Dzięki meczom z Legią Kotwica spotkał na boisku starego znajomego - Jakuba Rzeźniczaka.

- Wspólnie występowaliśmy w juniorskich reprezentacjach Polski, do lat 17 i 18 - mówi. - Kuba gra teraz w Legii, ale nic się nie zmienił. Jest takim samym chłopakiem, jakiego pamiętam z wyjazdów na kadrę. Zaopatrzył mnie w kilka pamiątek Legii, więc uczniowie się ucieszą. Sam podarował mi swoją koszulkę - zdradza pomocnik Gryfa.

Jako młody piłkarz Kotwica dobrze się zapowiadał. Przed siedmioma laty był zawodnikiem Polonii Warszawa, w barwach której zadebiutował nawet w Ekstraklasie.
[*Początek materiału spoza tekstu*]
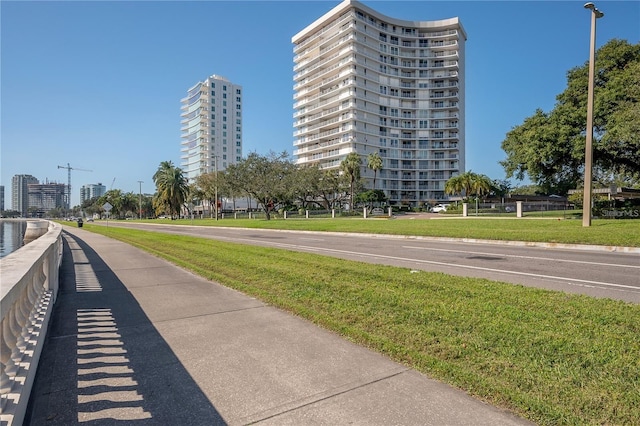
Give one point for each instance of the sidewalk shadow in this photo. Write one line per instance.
(104, 362)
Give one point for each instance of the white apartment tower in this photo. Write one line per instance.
(92, 190)
(211, 122)
(365, 83)
(20, 192)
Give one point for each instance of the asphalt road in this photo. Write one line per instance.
(594, 272)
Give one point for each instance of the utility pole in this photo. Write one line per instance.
(140, 199)
(215, 168)
(588, 155)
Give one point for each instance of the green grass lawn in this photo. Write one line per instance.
(609, 232)
(551, 357)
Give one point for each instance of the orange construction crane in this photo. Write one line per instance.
(69, 168)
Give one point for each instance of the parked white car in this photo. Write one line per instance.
(440, 208)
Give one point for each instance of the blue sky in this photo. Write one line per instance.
(98, 85)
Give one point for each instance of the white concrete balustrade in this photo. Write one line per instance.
(28, 287)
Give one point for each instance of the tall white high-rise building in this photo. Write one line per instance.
(20, 192)
(91, 190)
(211, 122)
(366, 83)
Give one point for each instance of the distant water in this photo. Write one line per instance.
(11, 235)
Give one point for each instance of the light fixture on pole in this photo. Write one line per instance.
(588, 150)
(140, 200)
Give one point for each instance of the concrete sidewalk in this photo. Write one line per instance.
(135, 339)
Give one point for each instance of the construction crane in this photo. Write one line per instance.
(69, 168)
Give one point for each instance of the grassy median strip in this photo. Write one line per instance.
(551, 357)
(609, 232)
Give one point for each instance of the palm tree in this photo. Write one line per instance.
(374, 162)
(172, 188)
(351, 166)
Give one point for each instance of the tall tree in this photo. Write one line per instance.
(550, 147)
(171, 189)
(374, 162)
(266, 179)
(351, 167)
(467, 184)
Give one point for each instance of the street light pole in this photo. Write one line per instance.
(588, 154)
(140, 200)
(215, 168)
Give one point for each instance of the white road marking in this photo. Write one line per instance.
(523, 257)
(430, 262)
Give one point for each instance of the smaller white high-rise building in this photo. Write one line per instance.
(20, 192)
(211, 122)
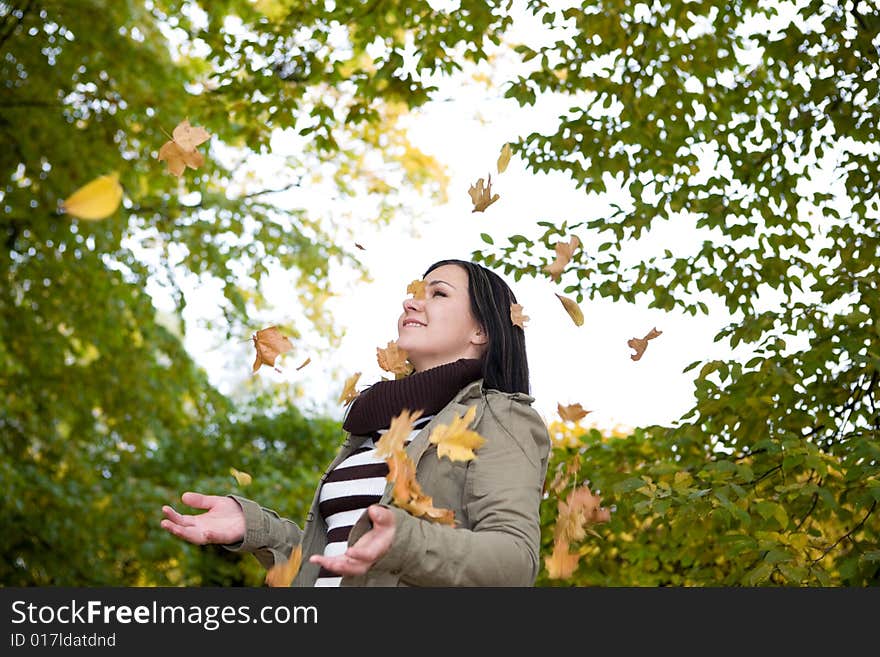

Jego bilans to 11 minut w meczu z Groclinem. Potem starał się o angaż w Zagłębiu Lubin, ale bez powodzenia.

- Później miałem problemy ze ścięgnem Achillesa - wspomina gracz trzecioligowca. - Straciłem dwa lata, bo walczyłem z bakterią gronkowca. To był trudny okres, który zmienił moje podejście do życia, inaczej patrzę na świat - podkreśla.

Teraz przed piłkarzem i Gryfem trzecioligowa rzeczywistość.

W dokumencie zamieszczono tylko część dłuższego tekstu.